“你看到了,一旦我使用灵质,这东西就会在瞬间锁定我,但如果我不用灵质保护自己的躯壳,便无法穿过这片浓雾。”诺恩因此陷入了两难的境地。
诺恩·莫斯里亚的躯壳终究是一个凡人,若是没有灵质的保护,他步入迷雾的结果便是连同肉躯一并被腐蚀殆尽。
“你需要有人来为你开辟道路。”卡尔卡严肃地说道。
既然已经想到了解决的办法,那么现在只需要去做就好了。
她会用灵质来保护诺恩的躯壳,帮助他接近那棵雾树。
“不错,但我想合适的人选并非是你,卡尔卡,在捕获了那具灵质之后,你体内还留有多少力量?”诺恩缓缓摇头道。
现在的情况,带着卡尔卡进去就是让她去送死,她体内的灵质储备此刻并不充裕,只是保护她一人不受迷雾的腐蚀或许已经是极限了,更别提还要分出一半的力量来为诺恩开辟道路。

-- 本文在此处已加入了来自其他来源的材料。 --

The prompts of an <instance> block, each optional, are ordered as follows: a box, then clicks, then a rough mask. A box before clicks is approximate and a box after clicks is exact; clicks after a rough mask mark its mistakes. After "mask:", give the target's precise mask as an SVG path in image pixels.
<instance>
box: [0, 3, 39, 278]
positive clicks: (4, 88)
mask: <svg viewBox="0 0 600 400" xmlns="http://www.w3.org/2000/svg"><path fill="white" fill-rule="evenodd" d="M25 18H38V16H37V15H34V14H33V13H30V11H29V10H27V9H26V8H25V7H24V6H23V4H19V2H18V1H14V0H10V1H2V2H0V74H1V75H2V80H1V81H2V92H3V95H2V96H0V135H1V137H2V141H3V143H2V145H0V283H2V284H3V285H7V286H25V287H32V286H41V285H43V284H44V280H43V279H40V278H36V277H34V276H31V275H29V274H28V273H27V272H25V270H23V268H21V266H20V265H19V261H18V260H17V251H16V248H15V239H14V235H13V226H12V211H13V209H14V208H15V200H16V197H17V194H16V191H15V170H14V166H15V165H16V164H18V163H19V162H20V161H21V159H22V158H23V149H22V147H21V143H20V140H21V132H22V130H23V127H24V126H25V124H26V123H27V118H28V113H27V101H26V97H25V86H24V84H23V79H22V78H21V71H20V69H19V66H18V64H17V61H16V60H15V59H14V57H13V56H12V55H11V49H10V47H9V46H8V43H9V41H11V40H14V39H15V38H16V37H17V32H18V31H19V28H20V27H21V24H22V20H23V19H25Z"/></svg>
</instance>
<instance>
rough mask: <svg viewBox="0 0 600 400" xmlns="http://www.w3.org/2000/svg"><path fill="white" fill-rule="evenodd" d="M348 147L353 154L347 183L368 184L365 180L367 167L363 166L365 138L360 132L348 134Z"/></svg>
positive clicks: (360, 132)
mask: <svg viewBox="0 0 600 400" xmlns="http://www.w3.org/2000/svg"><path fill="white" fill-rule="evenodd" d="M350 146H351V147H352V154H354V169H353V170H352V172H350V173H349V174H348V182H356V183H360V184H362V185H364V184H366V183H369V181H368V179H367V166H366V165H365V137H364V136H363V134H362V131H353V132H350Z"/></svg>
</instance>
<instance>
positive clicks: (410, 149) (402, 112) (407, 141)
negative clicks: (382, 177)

“是的,卡尔卡女士,您作为否灵重构的学派主,是人类宝贵的财产,又怎么能将自己的性命浪费在这种事情上呢。”一个声音突然出现,只见从两人的身后突然走来了一位年轻人。
“为诺恩教授开辟道路的事情,就交给我来完成吧。”
卡尔卡的目光落在了这个年轻人的脸上,她的脸色不由沉了下来。
“罗素·艾德威尔,你为什么会出现在这里?”
这是灵骸重构的学派主,他本该在会见完卡尔卡之后就离开了学术院,既然如此,又为何会在这个时间点出现?
“如果没有这场意外的话,我想我也不会来到这里。”罗素和蔼地说道,他从口袋里掏出了一封黑色的密函,向着两人展示道:“我收到了学术院送来的密函,为了解决这场危机。”
诺恩此刻上下打量了一眼这个突然出现的年轻人,他属实没有想到这位灵骸重构的学派主会如此年轻,这副躯壳也是重构出来的吗?
与此同时,罗素也将目光投向了诺恩道:“初次见面,诺恩·莫斯里亚先生,我想在这个时间点,你我还素未相识。”
诺恩自然不会刻意忽视掉罗素言语中强调的事情,听上去就像是他并非这个时间点的人。
时间旅行的戏码实在太过寻常了。
“看起来您已经理解了,这样就足够了,您只需要知道我来到这里是为了帮助您烧树的。”
“你知道我的身份?”诺恩问道。
“是的。”罗素平淡的回答道,似乎这并非是什么值得隐藏的秘密。
诺恩点了点头,也不打算这个时候深究什么,只要有人能帮他破开眼前的迷雾,让他能够去把那棵树烧掉就足够了。
他先是转身对卡尔卡说道:“那么你就留在这里吧,看上去这些树种并不会在意这地方。”
卡尔卡此时也明白了眼前的情况,这个站在自己面前的罗素,并非她所认识的罗素,对方接收到了学术院的密函,从另一个历史中来到了现在。
“我知道了,我会在这里等待一切结束。”卡尔卡理智的没有选择跟上去,现在体内灵质所剩无几的她只会成为拖累,既然如此乖乖待在这里才是最好的选择。
她也只能在这地方,目送着两人一同步入进迷雾之中,看着迷雾吞没了两人的身影。
行走在都兰河的河面上,脚下泛起了阵阵波纹。
两人并排而行,谁也没有开口说话,罗素驱使着自身的灵质附着在诺恩的身体上,为他在这迷雾中提供庇佑,同时也在开辟前方的道路。
不知行走了多久,身旁的学派主才终于开口道:
“得益于灵性逆因学派构筑的奇迹,我才能回到这里,来弥补灵骸重构学派犯下的过错。”
“我欠你们一个道歉,诺恩先生。”
诺恩看向了这位学派主道:“说这些并无意义,我更好奇你究竟是来自过去,还是来自未来?”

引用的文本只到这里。